Pour d’autres, davantage convaincus des vertus de notre système actuel, cette réforme serait, au contraire, porteuse de trop grands changements, de bouleversements dangereux ou d’effets pervers redoutables.

Face à ces deux critiques assez classiques, que tout oppose et qui ne peuvent se rejoindre que dans une posture stérile de rejet, on peut se demander où se situe la vérité de notre ambition. Je me propose de répondre à cette question sur chacun des sujets abordés par le texte.

Pour ce qui concerne la réforme de la formation professionnelle, j’entends parfois dire que nos ambitions sont vaines et que le système restera cloisonné et complexe, que sa gestion demeurera opaque, que les partenaires sociaux ne donneront pas davantage la priorité, dans leurs actions, aux publics présentant les besoins les plus importants, que le compte personnel de formation ne sera qu’un DIF à peine renforcé, passant de 120 à 150 heures… À l’opposé, j’entends parfois s’exprimer une vision catastrophiste de la réforme, qui produirait tant de changements qu’elle réduirait l’effort de formation des entreprises ou qu’elle empêcherait les PME de continuer à former leurs salariés.

Eh bien toutes ces allégations sont inexactes !

Le compte personnel, c’est le décloisonnement et la porte d’entrée unique vers tous les dispositifs existants.
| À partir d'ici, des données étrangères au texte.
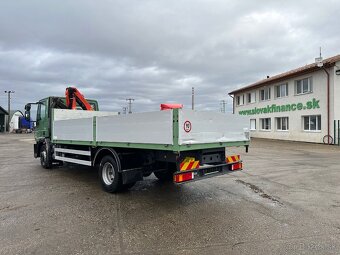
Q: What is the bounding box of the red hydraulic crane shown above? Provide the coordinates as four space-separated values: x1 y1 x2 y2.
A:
65 87 93 111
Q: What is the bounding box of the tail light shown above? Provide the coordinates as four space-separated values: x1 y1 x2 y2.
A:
174 172 194 183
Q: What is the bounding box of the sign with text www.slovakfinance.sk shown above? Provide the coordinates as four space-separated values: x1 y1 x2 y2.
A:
238 98 320 115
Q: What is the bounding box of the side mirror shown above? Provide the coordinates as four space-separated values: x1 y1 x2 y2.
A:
25 104 31 121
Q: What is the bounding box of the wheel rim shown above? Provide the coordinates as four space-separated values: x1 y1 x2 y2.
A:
102 162 115 185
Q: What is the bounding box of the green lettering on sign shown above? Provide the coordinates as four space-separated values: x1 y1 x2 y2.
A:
238 98 320 115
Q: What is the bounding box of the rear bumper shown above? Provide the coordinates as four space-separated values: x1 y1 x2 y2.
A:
174 160 242 184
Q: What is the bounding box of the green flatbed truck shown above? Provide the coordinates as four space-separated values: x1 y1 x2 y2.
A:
25 97 250 193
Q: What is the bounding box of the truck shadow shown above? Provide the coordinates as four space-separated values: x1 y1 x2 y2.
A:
51 166 216 209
Il représente, pour le salarié ou le chômeur ayant besoin de formation, une simplification considérable du système actuel, dont l’opacité est remise en cause du fait que le financement de la démocratie sociale et celui de la formation professionnelle seront désormais totalement séparés.

La différence entre le compte personnel de formation et le DIF est criante puisque, en plus d’être portable tout au long de la vie et d’être le support d’abondements complémentaires, le CPF disposera de moyens multipliés par plus de cinq par rapport au DIF, dont les financements n’étaient d’ailleurs pas dédiés. Près de 1 milliard d'euros sera consacré à la formation des salariés au titre de leur compte personnel, auquel s’ajouteront 300 millions d’euros pour la formation des demandeurs d’emploi via le CPF. C’est ainsi que la réforme oriente les fonds mutualisés vers les demandeurs d’emploi, en augmentant de plus de 50 % la contribution du fonds paritaire de sécurisation des parcours professionnels aux formations qui leur seront destinées.
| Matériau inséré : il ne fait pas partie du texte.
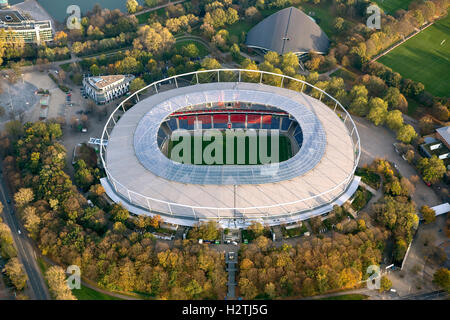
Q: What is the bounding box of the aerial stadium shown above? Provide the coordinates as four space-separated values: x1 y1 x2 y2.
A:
100 69 360 228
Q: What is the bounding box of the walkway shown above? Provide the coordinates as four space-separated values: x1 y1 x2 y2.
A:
128 0 186 16
225 252 238 300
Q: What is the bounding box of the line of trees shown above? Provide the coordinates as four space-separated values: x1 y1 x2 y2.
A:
0 122 227 299
238 228 387 299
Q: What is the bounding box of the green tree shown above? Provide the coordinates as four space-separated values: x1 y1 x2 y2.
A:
433 268 450 292
386 110 403 131
333 17 345 31
144 0 158 8
418 155 447 183
420 206 436 224
110 204 130 222
201 58 222 70
181 43 200 58
380 276 392 292
397 124 417 143
45 266 76 300
367 98 388 126
130 78 146 93
127 0 139 13
133 22 175 54
14 188 34 208
3 258 28 291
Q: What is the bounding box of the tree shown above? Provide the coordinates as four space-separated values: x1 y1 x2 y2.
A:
23 207 41 239
181 43 200 58
14 188 34 208
133 22 175 54
383 87 408 112
74 160 94 190
3 258 28 291
386 110 403 131
248 222 264 238
45 266 76 300
130 78 146 93
127 0 139 13
333 17 345 31
380 276 392 292
397 124 417 143
394 239 408 262
433 268 450 291
367 98 388 126
144 0 158 8
420 206 436 224
201 58 222 70
418 155 447 183
110 204 130 222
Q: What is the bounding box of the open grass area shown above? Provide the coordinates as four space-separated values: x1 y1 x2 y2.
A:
375 0 412 15
378 10 450 97
320 294 369 300
168 132 292 165
175 39 209 58
72 285 122 300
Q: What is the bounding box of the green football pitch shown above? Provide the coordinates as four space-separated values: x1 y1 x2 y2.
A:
378 10 450 97
168 134 292 165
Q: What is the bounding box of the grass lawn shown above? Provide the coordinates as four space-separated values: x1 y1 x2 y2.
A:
72 285 122 300
375 0 412 15
378 10 450 97
175 40 209 58
320 294 369 300
168 133 292 165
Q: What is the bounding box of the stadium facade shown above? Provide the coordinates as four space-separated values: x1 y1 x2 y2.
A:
100 69 360 228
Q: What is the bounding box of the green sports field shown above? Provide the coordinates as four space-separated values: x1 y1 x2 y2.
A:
378 14 450 97
168 134 292 165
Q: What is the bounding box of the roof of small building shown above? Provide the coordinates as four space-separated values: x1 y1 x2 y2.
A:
436 126 450 144
246 7 330 54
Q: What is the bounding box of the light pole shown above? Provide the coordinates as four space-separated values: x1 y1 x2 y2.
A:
5 74 16 119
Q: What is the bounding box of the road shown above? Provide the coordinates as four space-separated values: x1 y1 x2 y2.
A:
0 165 50 300
352 116 442 208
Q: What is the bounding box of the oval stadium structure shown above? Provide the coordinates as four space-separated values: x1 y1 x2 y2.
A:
100 69 360 228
Comme il s’agit de débusquer une fois pour toutes les approximations et les erreurs, je veux dire un mot de l’apprentissage. Là encore, nous sommes accusés, par certains, de ne rien faire, et, par d’autres, de trop réformer…

Je tiens à redire clairement que le Gouvernement est extrêmement attaché au développement de l’apprentissage, lequel a abondamment fait les preuves de son efficacité en termes de qualification et d’insertion professionnelle des jeunes. C’est pourquoi l’objectif de porter le nombre d’apprentis à 500 000 en 2017 a été inscrit dans le pacte national pour la croissance, la compétitivité et l’emploi.

Le bilan de l’année 2013 est maintenant connu. Certes, la tendance est à la baisse, mais la diminution observée sur la période la plus significative, allant de la rentrée de juin à décembre, ne s’élève qu’à quelque 4 %. Cette situation n’est pas satisfaisante, évidemment, mais il faut avant tout y voir le signe d’une conjoncture hésitante, dans un contexte de réduction engagée du chômage des jeunes.

Pour progresser, les petites entreprises, qui accueillent plus de la moitié des apprentis, doivent être rassurées et soutenues. C’est dans ce but que l’architecture des aides aux employeurs d’apprentis a été ciblée sur elles et sur les premiers niveaux de qualification.

Surtout, le texte qui vous est présenté apporte des modifications importantes pour donner corps à l’ambition de développement de l’apprentissage.

En effet, la réforme de la taxe d’apprentissage qu’il poursuit permettra d’orienter davantage de financements vers l’apprentissage, sans remettre en cause le libre choix des entreprises en termes d’affectation de cette taxe.

Par ailleurs, des dispositions sont prévues pour sécuriser les apprentis et leurs employeurs, via l’accompagnement des centres de formation d’apprentis et la prévention des ruptures, ainsi que grâce à la nouvelle possibilité de conclure un contrat d’apprentissage dans le cadre d’un contrat à durée indéterminée, qui est une innovation remarquable.